A first pick from the surface of Edge.org indeed delivered fascinating and “ideaful” reading. I’ve read through a part of the World Question Center – a collection of short essays by highly accomplished intellectuals on specific provocative topics (each year features its own question). Here are just a few that I’ve liked the most:

For physicists, I recommend a short answer of Philip W. Anderson to What do you believe is true even though you cannot prove it? (World question’05), which makes a very important point. It is best understood in the context of “The Theory of Everything” by Laughlin and Pines, but also needs to be balanced against an educated pro-string opinion, like Leonard Susskind’s Dangerous idea (World question’06).

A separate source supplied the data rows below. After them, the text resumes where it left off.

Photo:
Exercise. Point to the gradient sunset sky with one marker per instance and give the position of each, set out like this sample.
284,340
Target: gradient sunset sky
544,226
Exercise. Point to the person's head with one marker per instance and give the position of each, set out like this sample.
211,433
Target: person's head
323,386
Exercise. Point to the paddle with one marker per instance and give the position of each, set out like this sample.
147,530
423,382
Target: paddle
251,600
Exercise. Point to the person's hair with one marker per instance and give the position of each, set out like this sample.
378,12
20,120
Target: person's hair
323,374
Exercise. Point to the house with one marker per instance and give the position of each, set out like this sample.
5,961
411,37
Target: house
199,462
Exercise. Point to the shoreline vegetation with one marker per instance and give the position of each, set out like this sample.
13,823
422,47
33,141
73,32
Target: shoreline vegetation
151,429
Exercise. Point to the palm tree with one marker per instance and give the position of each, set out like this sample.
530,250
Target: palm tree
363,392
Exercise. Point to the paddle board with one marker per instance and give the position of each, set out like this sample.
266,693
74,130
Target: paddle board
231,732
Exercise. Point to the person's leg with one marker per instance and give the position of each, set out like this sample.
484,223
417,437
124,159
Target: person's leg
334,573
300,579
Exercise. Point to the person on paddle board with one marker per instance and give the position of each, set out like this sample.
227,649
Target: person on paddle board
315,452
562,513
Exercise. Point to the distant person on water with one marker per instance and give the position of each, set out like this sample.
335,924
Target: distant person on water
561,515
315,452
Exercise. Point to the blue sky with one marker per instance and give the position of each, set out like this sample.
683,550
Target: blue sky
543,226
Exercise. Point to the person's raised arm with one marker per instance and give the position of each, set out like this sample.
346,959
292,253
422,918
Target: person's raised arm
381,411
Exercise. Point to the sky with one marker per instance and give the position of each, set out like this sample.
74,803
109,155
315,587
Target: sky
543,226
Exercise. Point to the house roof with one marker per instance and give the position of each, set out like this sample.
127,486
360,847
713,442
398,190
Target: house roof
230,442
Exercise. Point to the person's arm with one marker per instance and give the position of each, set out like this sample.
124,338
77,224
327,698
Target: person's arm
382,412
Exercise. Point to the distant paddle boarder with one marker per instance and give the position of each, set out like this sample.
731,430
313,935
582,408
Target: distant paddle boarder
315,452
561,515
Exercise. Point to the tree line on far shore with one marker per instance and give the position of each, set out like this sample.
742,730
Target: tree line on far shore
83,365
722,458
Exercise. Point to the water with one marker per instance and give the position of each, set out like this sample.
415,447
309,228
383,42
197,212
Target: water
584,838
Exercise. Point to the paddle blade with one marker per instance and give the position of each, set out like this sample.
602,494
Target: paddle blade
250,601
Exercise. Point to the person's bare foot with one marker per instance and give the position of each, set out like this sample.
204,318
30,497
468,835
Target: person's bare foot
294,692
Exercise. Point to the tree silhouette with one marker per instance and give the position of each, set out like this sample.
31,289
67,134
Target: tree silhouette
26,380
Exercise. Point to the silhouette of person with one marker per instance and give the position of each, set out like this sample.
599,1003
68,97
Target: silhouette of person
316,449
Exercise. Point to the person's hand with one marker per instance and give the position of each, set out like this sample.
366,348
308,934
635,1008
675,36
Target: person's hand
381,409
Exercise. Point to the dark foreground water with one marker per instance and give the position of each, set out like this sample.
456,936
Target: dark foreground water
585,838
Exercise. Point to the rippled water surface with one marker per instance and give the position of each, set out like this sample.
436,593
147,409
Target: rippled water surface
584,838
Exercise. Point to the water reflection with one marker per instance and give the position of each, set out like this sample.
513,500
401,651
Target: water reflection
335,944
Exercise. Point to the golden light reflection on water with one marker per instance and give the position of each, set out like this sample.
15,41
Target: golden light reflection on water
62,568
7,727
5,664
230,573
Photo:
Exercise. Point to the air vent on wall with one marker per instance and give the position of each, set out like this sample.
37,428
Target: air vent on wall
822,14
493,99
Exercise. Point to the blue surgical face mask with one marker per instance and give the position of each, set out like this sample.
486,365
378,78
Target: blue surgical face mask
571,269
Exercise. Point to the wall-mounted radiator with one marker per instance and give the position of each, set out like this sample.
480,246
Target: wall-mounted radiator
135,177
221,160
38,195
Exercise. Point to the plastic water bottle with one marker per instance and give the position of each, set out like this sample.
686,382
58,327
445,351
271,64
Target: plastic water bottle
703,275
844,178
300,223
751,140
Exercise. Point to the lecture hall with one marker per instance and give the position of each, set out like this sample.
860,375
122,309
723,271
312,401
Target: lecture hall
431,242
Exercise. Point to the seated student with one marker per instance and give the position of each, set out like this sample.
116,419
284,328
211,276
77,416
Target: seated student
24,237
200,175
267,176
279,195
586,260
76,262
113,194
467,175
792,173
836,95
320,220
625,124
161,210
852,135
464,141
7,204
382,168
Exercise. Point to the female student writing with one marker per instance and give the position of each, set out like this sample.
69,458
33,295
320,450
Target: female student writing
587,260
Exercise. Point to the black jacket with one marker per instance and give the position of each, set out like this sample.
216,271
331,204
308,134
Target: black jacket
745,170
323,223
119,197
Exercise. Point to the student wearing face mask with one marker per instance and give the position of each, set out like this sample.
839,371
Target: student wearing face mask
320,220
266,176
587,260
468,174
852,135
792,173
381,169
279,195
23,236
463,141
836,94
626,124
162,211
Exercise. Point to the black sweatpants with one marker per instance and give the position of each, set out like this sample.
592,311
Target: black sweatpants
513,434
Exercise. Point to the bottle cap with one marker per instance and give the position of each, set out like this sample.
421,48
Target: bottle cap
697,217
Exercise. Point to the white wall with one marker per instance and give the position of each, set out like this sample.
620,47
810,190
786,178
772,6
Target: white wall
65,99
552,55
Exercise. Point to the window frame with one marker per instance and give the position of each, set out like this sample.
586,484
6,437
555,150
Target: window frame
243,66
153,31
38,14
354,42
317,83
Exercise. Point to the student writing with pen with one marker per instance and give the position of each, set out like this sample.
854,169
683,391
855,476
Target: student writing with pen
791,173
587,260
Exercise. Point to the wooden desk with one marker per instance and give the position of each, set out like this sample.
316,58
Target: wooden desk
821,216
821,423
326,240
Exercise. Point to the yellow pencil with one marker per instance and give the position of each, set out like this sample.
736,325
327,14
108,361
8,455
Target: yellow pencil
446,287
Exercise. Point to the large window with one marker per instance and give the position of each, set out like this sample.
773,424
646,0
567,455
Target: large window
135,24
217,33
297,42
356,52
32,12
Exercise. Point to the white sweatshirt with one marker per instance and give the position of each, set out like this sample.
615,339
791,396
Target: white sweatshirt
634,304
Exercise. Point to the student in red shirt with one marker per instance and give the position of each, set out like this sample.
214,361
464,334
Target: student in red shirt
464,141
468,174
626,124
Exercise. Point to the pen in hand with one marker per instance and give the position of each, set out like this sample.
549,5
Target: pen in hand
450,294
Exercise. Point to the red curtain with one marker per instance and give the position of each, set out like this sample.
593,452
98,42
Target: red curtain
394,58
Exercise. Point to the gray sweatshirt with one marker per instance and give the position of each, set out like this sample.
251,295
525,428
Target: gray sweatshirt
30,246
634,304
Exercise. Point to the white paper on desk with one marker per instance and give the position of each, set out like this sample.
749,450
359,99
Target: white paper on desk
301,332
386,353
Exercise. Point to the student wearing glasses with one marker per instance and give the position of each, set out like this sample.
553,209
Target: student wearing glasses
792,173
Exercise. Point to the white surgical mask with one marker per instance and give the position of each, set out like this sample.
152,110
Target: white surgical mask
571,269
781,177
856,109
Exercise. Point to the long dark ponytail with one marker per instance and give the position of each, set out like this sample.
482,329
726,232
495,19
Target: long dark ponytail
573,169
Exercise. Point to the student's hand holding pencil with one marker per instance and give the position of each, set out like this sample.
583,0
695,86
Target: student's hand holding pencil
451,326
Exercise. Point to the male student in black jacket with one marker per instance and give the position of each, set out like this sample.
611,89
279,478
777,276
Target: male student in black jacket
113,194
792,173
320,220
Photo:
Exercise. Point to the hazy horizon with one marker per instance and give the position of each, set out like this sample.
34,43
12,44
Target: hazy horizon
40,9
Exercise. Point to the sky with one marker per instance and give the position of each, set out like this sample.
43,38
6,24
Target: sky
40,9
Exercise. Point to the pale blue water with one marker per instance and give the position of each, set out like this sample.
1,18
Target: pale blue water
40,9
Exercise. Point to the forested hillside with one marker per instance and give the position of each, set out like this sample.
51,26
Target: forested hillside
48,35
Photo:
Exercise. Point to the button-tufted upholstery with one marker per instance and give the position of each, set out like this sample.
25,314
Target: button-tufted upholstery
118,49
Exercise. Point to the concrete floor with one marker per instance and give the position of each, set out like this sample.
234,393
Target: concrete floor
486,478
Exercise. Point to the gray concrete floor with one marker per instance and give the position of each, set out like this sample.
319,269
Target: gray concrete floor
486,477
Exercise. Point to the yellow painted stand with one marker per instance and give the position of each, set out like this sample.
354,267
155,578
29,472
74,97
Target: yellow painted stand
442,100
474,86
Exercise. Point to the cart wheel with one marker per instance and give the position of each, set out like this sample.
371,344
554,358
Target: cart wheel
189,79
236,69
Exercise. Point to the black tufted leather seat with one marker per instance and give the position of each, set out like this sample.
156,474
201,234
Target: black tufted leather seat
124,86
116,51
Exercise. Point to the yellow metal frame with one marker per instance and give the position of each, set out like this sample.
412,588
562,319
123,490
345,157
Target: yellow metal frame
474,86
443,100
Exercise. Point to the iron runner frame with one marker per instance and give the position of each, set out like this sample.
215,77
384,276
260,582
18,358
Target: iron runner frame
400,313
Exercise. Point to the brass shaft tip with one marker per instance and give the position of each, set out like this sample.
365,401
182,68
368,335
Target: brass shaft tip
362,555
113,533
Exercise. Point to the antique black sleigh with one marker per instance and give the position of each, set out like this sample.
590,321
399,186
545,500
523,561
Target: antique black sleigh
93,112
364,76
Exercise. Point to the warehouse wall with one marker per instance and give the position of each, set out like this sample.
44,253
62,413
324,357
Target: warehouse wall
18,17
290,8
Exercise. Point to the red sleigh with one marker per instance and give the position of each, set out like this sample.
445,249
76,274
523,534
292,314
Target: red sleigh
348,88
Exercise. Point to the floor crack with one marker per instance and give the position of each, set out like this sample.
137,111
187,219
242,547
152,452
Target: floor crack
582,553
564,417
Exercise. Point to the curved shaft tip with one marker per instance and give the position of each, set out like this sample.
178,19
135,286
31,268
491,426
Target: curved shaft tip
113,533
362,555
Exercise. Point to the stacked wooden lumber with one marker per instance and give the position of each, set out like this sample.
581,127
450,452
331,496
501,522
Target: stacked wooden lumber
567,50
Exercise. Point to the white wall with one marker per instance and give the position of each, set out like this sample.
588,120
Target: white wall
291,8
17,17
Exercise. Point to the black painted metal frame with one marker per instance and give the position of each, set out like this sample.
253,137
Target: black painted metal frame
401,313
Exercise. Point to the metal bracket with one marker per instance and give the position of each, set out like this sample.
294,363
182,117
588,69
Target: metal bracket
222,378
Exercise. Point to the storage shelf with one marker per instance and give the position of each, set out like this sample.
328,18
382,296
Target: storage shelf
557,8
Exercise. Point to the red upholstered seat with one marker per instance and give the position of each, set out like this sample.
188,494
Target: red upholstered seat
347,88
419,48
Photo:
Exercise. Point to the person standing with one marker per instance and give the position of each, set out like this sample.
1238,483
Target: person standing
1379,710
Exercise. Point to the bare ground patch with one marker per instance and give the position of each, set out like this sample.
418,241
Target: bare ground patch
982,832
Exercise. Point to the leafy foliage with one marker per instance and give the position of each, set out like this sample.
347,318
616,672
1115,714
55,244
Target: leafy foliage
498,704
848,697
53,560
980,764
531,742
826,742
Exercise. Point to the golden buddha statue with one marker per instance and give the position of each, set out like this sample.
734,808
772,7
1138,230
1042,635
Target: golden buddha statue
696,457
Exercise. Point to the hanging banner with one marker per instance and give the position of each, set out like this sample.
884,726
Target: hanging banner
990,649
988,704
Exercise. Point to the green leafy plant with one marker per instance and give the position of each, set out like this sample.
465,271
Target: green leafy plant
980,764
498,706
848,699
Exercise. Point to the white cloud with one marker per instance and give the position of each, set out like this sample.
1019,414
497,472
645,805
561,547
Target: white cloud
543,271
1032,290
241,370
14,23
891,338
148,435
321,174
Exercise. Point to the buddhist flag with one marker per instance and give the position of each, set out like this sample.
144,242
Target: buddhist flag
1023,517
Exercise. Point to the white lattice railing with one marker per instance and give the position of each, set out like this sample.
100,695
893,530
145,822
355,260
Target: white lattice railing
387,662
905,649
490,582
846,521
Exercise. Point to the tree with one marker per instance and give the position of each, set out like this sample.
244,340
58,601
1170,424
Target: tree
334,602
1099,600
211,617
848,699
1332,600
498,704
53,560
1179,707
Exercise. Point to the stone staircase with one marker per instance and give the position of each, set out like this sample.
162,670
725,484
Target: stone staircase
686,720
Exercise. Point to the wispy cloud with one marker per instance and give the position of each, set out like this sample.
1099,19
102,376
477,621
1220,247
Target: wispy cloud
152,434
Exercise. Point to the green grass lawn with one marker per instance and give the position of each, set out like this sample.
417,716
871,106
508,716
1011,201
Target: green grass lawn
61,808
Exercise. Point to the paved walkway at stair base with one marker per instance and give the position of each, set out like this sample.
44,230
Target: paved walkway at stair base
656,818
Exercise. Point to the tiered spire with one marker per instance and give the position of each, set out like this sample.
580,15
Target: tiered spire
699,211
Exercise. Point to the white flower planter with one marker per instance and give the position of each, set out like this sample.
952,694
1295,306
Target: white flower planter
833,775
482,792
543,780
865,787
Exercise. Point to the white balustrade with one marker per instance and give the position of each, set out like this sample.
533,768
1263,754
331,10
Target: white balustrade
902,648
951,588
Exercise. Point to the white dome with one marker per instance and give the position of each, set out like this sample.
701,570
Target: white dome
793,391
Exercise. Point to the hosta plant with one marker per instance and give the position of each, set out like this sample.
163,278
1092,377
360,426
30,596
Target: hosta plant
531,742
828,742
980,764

Two comments from a different sphere address the “dangerous questions” we were recently discussing with some of my friends: an honest look at the problems of democracy as a state-organizing principle by Haim Hariri, and a perspective on the weaknesses of the free will concept by Clay Shirky.

However, after my first excitement started to wane, I’ve noticed a strange and unpleasant bias of the Edge. The emphasis on “the empirical world” in the very definition of the site is quite ok – after all, if you gather the representatives of the natural sciences, how else would you define their methodology? Positioning the third generation as antagonistic to the “monopoly of literary intellectuals” sounded a bit strange, but given my ignorance in such a topic, could still be absolutely neutral. But then in several places I came across the painfully familiar “evolved-not-designed” emphasis… High correlation between the list of Edge contributions and the signatories of the latest Humanism manifesto just confirmed my suspicion – the famous “prejudice against any prejudice” of rationalism seems to be an entry requirement for Edge.org contributors.

Sadly enough, the illnesses of modernity “science-implies-atheism” and “religion-implies-ignorance” penetrate even the most intellectually refined communities. 

2 comments:

DimaD said...

First, I would correct the english translation of the epigraph from "will seem" to "may seem". Unfortunately, for a person not open to a new knowledge (as most of us are, at least in some directions of thought), "will" is a better guess.

Concerning, how tou call it, "evolved-not-designed" topic, I would not expect to hear something different. You see, the interviewed are scientists, specialists (and not "generalists", as Edwin Salpeter calls himself).

And any specialist in one branch of science is almost necessarily not knowing what happening in other, far from his interests, branch. As a simplest example, I would give "physicist vs. barber" (assuming that a good barber is an artist + skills).

So, I think that normal scientist should only express his thougths as "this is explained by the theory" and "this is at the moment not understood" and not forget that he is specialist only in his own branch.

And for those searching for "intelligent design" I would suggest to search for intelligence (and God) in themselves. Physics is yet far from being complete and actual knowledge and state of some theories may not yet represent the Nature.

Good luck!

Slaviks said...

DimaD, thanks for your comment!

Both caution and curiosity are indispensable in a quest for knowledge.

I agree that specialization of (single person's) knowledge is inevitable, and every scientist necessarily a will occupies a certain place within the specialist-generalist continuum. It is the responsibility of the specialist not to overstretch his ideas and be constantly mindful of their limits.

But there is something positive in the temptation to leap over the boundaries of the "firmly proved". The desire to have a coherent worldview should not be humbled by the obvious (and severe!) limitations of our small established islands in the ocean of unknown.

Here is the definition from the article of Edwin Salpter that you mention, "A generalist is a person who learns less and less about more and more subjects, until he knows nothing about everything." I see it as a brilliant piece of self-criticism, but hardly as an example to follow.

Finally, as for the imprecision of the translation, it does not exceed the original quote uncertainty induced by my aging memory. The reader should choose according to his own feelings and context. But thanks for correcting me anyway!